Zu Fuss lies sich die Autobahn von meinem Nachtquatier aus gut erreichen und kaum hatte ich mir eine passende Stelle ausgeguckt und mich positioniert, hielt der erste Schwede in einem rotten Wohnmobil. Netter Typ, auf dem Weg zu einer Classic-Regatter die er mit zwei Freunden segeln würde. Trotz Navi verfuhr er sich immer wieder und redete wild mit allen anderen Autofahrern, die ihn natürlich nicht hören konnten.
Als er mich rauswarf, hatte es sich so richtig eingeregnet. Trotz Rucksackschutz und Regenjacke war ich bald klitschnass. Die Auffahrt war schlecht frequentiert und es dauerte bis ein Finne Erbarmen hatte und mich einsammelte. Die Fahrt mit ihm dauerte nur 10 Minuten, doch als er mich rauslassen sollte, erzählte er mir seine halbe Lebensgeschichte im Schneckentempo. So saß ich eine ganze weitere Stunde in seinem Auto und versuchte interessiert zu tun und beobachtete die wenigen Autos die vorbei kamen.
Leider war die Auffahrt noch weniger befahren als die Vorherige. Eine ganze Stunde stand ich dort im Dauerregen und war schon kurz davor mein Zelt am Straßenrand aufzuschlagen, als mich ein weiterer Typ einsackte. Wieder nur knappe 20 km, aber immerhin ließ er mich an einem Ort raus, wo es für den Notfall einen Bahnhof gab und der zum Glück relativ gut befahren war.
Ein etwas versiffter Typ in einem versifften Auto hielt an und nahm mich weitere 30 km mit. So wie er, sehen immer die Psychos in den Vox-Serien aus. Doch er war sehr nett. Da er die Abfahrt verpasste, lies er mich einfach mitten auf der Autobahn raus, sodass ich die Autobahnauffahrt entgegengesetzt zur Fahrtrichtung wieder hochlaufen musste.

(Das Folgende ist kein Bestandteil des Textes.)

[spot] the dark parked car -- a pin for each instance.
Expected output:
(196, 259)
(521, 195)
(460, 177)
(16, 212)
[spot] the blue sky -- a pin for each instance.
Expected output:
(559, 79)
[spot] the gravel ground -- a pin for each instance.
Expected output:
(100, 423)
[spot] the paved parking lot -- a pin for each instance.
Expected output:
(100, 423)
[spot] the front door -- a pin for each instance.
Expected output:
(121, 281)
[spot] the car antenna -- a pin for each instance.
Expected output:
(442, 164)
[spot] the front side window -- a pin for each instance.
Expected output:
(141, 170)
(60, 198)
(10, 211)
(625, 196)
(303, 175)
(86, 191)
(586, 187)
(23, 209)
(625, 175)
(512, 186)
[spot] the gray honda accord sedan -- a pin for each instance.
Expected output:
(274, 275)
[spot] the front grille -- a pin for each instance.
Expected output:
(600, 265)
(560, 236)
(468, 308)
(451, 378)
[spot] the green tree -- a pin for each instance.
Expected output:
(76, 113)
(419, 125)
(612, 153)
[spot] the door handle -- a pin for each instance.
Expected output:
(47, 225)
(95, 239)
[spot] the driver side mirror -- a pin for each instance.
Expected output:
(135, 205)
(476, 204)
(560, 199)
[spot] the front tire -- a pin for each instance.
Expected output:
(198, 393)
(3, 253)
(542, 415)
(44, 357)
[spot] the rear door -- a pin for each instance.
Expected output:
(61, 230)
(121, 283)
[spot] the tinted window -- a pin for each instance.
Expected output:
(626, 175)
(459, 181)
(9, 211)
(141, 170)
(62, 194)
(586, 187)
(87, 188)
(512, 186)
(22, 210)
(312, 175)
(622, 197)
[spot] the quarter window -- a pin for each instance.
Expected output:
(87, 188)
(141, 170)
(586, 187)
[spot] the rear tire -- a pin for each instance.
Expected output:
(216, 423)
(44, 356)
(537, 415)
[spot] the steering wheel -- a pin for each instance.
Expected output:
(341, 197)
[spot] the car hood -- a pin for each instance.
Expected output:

Zu meinem Pech kamen da erst mal nur Muttis mit Kindern und die nehmen einen nie mit. Die starren immer nach vorne oder aus der Fahrertür und tun so als ob sie dich nicht sehen würden.
Alleinfahrende Männer in Schrottlauben halten am ehesten.
Meine letzte Mitfahrgelegenheit war auch so einer. Das Auto fiel ihm fast unter dem Hintern auseinander. Sofort fing er an, darüber zu reden, dass ich doch nicht allein reisen könne, was mein Freund sagen würde und wie der mich einfach so losziehen lassen könne. Das Land sei voller Spinner und Psychos. Er redete so lange davon, dass ich mir wünschte ich hätte auf Astrids Rat gehört und Pfefferspray mitgenommen. Doch das hielt ich damals für übertrieben. Also lächelte ich und erklärte, dass ich an das Gute auf diesem Palneten glauben würde.
Er stellte selbst fest, dass er wie seine Eigene Mutter klang.
Der Typ bestand darauf mich am Bahnhof rauszulassen und bat mich nicht weiter zu trampen. Er selbst erst 27 aber schon 3 Kinder und scheinbar besorgt, dass seine Kinder auch irgendwann auf so eine komische Idee kommen werden.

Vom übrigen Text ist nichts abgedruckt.